WARNING SIGNS & SYMPTOMS OF COMPULSIVE EXERCISE
- Exercise that significantly interferes with important activities, occurs at inappropriate times or in inappropriate settings, or when the individual continues to exercise despite injury or other medical complications
- Intense anxiety, depression, irritability, feelings of guilt, and/or distress if unable to exercise
- Maintains excessive, rigid exercise regimen – despite weather, fatigue, illness, or injury
- Discomfort with rest or inactivity
- Exercise used to manage emotions
- Exercise as a means of purging (needing to “get rid of” or “burn off” calories)
- Exercise as permission to eat
- Exercise that is secretive or hidden
- Feeling as though you are not good enough, fast enough or not pushing hard enough during a period of exercise; overtraining
- Withdrawal from friends and family
HEALTH CONSEQUENCES OF COMPULSIVE EXERCISE
- Bone density loss (osteopenia or osteoporosis)
- Loss of menstrual cycle (in women)
- Female Athlete Triad (in women)
- Relative Energy Deficiency in Sport (RED-S)
- Persistent muscle soreness
- Chronic bone & joint pain
- Increased incidence of injury (overuse injuries, stress fractures, etc.)
- Persistent fatigue and sluggishness
- Altered resting heart rate
- Increased frequency of illness & upper respiratory infections
Treatment for Exercise Addiction includes
- Refraining from exercise for a period of time to regain a balanced lifestyle and identify underlying issues
- Counseling from qualified treatment professionals on developing healthier coping skills and tools to lead a more balanced life
- Working with a physiologist or specialist when resuming exercise, to assist in determining a healthy workout schedule, appropriate duration of exercise, etc.
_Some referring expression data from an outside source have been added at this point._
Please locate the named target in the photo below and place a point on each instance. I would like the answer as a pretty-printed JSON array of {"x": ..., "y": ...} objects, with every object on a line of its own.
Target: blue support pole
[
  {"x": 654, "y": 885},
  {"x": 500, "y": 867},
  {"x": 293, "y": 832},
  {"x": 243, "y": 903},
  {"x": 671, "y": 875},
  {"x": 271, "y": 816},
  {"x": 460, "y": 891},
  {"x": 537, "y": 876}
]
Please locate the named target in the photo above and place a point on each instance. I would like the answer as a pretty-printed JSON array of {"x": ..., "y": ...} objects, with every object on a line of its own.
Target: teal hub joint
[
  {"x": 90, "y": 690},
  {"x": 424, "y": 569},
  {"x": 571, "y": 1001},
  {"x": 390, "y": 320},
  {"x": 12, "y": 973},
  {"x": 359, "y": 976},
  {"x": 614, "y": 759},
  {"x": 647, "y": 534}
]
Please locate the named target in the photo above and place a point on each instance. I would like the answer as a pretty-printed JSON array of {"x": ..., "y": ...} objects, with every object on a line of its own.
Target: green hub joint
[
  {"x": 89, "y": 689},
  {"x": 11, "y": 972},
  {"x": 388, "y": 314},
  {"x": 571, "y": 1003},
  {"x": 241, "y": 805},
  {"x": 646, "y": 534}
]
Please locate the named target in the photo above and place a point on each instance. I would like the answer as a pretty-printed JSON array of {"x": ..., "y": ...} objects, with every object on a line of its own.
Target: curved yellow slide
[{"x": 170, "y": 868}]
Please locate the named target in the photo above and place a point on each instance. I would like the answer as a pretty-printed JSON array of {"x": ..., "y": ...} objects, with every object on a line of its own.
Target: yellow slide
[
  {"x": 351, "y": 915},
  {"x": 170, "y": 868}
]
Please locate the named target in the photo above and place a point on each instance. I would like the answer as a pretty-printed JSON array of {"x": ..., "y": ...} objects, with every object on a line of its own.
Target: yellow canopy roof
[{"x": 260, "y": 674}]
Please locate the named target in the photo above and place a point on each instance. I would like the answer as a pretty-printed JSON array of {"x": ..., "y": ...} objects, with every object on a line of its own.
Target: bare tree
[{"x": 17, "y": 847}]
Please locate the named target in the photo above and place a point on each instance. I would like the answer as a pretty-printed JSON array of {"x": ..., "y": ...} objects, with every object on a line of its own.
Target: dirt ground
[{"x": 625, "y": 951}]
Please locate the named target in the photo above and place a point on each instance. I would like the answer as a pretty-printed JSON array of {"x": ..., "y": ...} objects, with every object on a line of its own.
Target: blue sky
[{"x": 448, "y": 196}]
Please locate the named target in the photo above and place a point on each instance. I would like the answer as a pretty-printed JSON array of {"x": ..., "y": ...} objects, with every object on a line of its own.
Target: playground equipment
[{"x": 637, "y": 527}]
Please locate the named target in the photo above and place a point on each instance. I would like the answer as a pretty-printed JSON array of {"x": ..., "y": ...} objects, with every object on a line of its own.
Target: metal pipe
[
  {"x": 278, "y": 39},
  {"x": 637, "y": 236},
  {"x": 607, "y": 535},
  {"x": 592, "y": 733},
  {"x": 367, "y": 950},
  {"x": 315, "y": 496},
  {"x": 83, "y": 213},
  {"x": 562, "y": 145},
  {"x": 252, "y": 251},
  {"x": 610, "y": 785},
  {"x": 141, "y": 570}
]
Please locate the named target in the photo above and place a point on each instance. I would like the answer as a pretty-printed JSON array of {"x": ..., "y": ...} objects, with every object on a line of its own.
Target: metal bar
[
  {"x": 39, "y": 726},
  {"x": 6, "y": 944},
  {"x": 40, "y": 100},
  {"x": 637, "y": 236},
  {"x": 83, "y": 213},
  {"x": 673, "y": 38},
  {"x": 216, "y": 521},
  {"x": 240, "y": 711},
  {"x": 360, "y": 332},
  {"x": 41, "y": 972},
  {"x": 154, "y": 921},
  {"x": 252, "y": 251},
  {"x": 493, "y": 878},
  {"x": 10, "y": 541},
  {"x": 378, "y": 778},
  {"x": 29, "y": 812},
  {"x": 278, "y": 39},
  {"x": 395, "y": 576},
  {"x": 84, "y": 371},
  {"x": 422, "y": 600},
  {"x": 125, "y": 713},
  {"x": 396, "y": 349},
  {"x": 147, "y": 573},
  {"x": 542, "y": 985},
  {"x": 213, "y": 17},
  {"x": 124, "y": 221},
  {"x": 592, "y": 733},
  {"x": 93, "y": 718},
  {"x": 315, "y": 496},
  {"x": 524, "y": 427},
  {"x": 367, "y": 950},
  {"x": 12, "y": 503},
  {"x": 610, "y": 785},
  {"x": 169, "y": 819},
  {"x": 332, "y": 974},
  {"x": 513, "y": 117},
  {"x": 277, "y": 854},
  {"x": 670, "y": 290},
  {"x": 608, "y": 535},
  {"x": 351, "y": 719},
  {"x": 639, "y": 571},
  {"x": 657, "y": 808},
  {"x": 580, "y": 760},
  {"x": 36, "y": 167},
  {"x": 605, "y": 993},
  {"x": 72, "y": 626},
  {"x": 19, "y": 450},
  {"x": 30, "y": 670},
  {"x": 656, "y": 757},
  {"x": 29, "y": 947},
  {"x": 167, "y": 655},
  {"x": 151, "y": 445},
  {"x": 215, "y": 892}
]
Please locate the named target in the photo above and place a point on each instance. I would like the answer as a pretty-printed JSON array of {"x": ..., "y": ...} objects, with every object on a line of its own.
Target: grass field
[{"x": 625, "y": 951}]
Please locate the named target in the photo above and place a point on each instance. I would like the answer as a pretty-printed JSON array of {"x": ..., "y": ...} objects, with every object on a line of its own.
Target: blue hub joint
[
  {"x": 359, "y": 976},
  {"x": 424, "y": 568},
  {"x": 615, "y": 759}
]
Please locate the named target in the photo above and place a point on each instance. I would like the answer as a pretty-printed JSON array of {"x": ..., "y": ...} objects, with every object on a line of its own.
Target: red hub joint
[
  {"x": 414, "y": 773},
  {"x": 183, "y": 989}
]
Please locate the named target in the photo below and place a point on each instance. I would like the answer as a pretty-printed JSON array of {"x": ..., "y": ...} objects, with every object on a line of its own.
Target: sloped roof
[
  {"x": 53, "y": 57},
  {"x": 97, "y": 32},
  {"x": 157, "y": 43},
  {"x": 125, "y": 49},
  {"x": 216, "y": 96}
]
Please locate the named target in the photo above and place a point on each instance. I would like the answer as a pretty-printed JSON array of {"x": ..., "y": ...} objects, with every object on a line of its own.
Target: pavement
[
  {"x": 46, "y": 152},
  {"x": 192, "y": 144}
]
If you or someone you know is exhibiting signs of excessive exercise and/or an eating disorder, eating disorder treatment, including psychotherapy, can help address both the eating disorder and exercise obsession. Cognitive-behavioral therapy, which helps to modify behaviors as well as underlying beliefs about exercise, can help individuals to develop moderation and balance.